Meredith was inspired by her two brothers' volunteer work in Russia with Patch Adams, founder of the Gesundheit! Institute, to return to school and attempt to make a difference in her community.
"I came to believe that making a difference on this earth was more important than money," said Meredith, a junior political science major.
During her first semester at CSU, Meredith formulated a business plan and began to attract the attention of others. Beginning in 2003, the World Orphans Connection went from conception to foundation within nine months. Steven Fassnacht, professor in the College of Natural Resources, became fascinated with the idea and agreed to act as faculty supervisor for students willing to do research for the project.
"Through this project we are offering students the opportunity to research and collect information on a very important cause," Fassnacht said. "I think that this project will fit within the mandates of this university and can develop as an important collaboration with the university."
Students involved in research for the foundation receive credit for geography and independent study good toward an International Development Certificate.

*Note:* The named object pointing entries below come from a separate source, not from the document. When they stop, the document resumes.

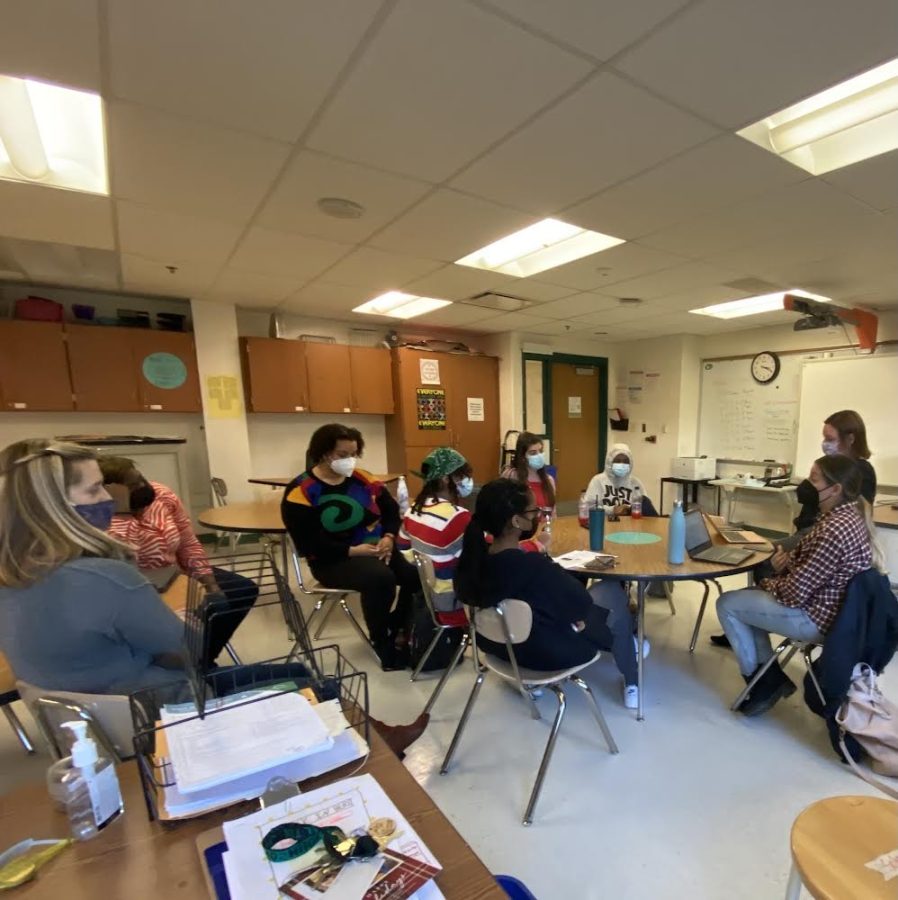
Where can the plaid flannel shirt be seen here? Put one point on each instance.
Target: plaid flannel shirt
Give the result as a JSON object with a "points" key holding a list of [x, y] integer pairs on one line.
{"points": [[819, 568]]}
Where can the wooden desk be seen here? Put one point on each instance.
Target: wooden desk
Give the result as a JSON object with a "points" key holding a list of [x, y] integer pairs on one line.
{"points": [[143, 860], [645, 562]]}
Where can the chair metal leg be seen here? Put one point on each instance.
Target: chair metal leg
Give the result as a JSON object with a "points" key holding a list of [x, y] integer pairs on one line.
{"points": [[784, 645], [445, 676], [430, 648], [699, 617], [478, 683], [547, 755], [597, 712], [18, 728]]}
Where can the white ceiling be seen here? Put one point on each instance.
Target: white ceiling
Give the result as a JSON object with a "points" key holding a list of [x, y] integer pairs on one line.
{"points": [[454, 122]]}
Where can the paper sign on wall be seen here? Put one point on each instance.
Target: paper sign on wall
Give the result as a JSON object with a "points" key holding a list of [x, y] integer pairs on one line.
{"points": [[223, 397], [430, 371]]}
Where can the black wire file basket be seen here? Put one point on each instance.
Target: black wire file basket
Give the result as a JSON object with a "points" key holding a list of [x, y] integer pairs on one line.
{"points": [[321, 675]]}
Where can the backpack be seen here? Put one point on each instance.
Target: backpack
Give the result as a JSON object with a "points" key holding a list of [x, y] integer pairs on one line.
{"points": [[872, 720], [421, 635]]}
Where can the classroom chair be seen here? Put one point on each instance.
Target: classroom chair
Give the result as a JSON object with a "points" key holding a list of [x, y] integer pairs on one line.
{"points": [[442, 623], [510, 622]]}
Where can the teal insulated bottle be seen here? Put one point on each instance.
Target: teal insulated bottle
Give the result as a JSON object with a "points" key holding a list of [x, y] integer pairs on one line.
{"points": [[676, 535]]}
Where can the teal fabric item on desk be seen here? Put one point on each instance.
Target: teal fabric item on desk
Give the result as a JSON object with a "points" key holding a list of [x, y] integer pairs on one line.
{"points": [[632, 537]]}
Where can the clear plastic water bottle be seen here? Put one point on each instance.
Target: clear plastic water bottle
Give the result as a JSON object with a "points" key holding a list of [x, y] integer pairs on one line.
{"points": [[636, 504]]}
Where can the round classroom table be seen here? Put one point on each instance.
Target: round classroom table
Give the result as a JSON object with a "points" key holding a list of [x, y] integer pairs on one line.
{"points": [[645, 562]]}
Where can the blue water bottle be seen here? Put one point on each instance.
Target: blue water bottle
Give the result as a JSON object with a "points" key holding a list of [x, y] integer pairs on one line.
{"points": [[676, 535], [596, 527]]}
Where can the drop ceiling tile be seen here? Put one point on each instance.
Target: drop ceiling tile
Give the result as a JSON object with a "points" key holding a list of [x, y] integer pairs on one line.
{"points": [[438, 85], [251, 289], [557, 160], [600, 27], [737, 62], [52, 40], [264, 72], [311, 176], [610, 266], [38, 213], [576, 305], [379, 270], [717, 174], [448, 225], [873, 181], [267, 252], [202, 170], [158, 234], [152, 277]]}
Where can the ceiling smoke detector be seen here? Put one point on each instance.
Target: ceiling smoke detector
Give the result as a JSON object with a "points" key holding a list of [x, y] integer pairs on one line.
{"points": [[340, 208]]}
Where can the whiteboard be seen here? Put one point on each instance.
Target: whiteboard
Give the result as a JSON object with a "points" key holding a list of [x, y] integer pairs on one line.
{"points": [[741, 419], [868, 384]]}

Researchers are assigned to two countries to research the orphan situations and meet 10 to 12 times per semester to discuss progress and problems.

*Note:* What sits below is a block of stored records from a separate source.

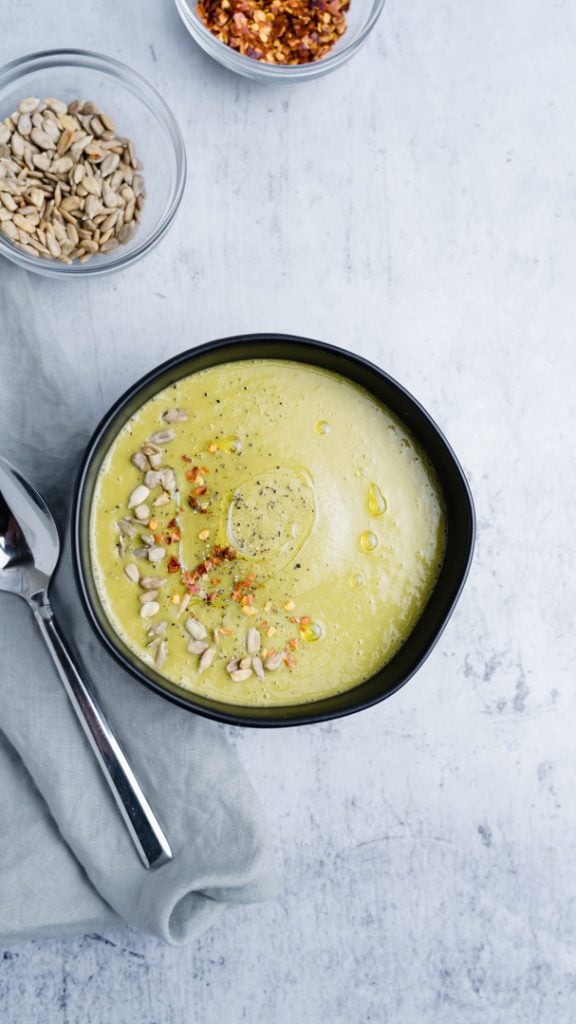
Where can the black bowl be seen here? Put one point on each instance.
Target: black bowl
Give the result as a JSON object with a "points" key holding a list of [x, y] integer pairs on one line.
{"points": [[459, 509]]}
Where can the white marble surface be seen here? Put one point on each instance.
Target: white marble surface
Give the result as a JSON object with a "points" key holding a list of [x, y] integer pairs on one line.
{"points": [[418, 208]]}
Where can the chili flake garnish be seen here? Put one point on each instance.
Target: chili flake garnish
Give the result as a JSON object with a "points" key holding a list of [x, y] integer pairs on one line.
{"points": [[285, 32]]}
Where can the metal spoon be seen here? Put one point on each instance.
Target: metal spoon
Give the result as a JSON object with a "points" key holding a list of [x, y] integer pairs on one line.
{"points": [[29, 554]]}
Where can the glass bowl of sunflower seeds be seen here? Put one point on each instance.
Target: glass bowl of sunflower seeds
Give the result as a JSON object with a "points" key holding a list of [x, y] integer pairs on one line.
{"points": [[92, 164]]}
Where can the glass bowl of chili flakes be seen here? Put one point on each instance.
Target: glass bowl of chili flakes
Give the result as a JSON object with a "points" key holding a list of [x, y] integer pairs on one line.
{"points": [[280, 39]]}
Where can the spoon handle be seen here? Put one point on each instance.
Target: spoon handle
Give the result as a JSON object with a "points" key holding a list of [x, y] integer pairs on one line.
{"points": [[140, 820]]}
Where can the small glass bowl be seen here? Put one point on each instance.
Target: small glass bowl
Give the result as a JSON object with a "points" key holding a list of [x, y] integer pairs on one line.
{"points": [[361, 18], [140, 115]]}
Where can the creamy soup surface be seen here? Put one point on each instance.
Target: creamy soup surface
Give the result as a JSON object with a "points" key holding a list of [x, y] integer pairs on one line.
{"points": [[265, 532]]}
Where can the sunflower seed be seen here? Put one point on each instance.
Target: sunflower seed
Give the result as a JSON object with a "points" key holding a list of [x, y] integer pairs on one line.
{"points": [[152, 583], [62, 166], [153, 478], [196, 629], [161, 654], [274, 662], [169, 480], [139, 461], [42, 139], [162, 436], [132, 572], [28, 104], [156, 555]]}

"It seems critical to me that development students get some hands-on experience working with development issues and I feel this is a great way to do so," said Amanda Griffith, a senior liberal arts major involved with the program.

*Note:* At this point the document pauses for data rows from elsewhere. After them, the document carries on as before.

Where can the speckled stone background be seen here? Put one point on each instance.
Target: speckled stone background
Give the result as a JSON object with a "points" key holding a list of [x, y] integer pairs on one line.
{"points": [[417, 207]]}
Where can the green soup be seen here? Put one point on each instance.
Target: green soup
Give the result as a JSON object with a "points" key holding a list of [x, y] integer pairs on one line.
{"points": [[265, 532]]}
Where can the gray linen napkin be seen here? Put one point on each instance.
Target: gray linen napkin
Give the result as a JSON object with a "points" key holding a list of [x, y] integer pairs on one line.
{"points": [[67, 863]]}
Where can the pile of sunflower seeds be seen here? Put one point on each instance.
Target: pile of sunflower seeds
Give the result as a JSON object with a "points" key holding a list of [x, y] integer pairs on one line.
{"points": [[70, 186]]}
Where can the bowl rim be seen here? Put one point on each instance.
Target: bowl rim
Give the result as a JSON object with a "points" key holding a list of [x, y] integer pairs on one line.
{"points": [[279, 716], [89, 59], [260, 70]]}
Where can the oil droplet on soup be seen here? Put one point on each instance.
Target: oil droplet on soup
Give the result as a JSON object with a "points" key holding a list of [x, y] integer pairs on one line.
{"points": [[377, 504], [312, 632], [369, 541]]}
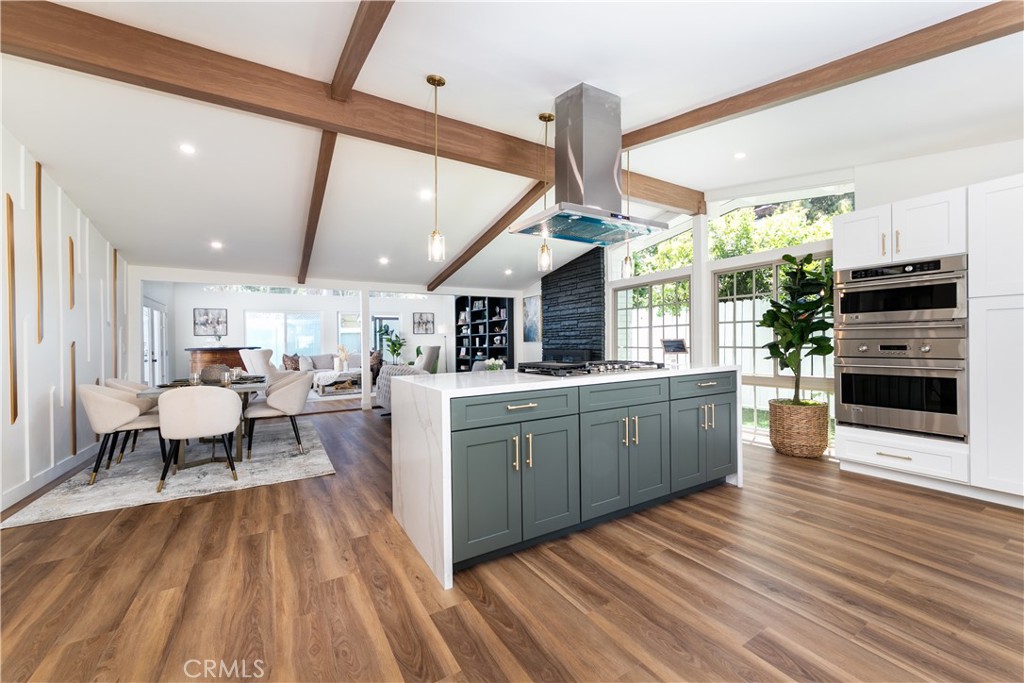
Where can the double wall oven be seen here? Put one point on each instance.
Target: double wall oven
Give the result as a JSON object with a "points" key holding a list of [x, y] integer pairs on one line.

The World Orphan Connection is working to attain enough information to establish a Web site and now, in its third semester, has big plans for the future. Its initial goal is to raise money worldwide for credible organizations but is currently lacking in funding.
Eventually the organization intends to continue to maintain a campus connection and eventually grow into an instrument for other nonprofit organizations to network and share success stories. The connection is focusing on "Abraham's Project," an organization in Costa Rica, as its pilot project and intends to create a campaign video airing next December to raise funds.
"This class allowed me to combine my passion for serving orphans with the work needed to build WOC. Also, to know that we weren't just receiving three more credits toward a degree but in a small way changing the world made the class so rewarding. The research is challenging and time consuming, but it taught me a great deal about research techniques and methods that have since been very helpful for other classes," said Katie Borchert, a senior sociology major.
Students involved with the connection find it an important asset to their education because it is a full-fledged nonprofit. In addition to course credits, researchers receive real-life experience in a classroom setting. Students are allowed to take their learning out of the university realm and use it in a forum they are passionate for. Volunteers are needed from all fields, with the hope of giving an avenue for students to bring talents to the table and be put to good work.
"This seems to be a very worthy cause and I wanted to assist to enable this to happen," said Cecily Miller, a senior political science major and two-semester volunteer.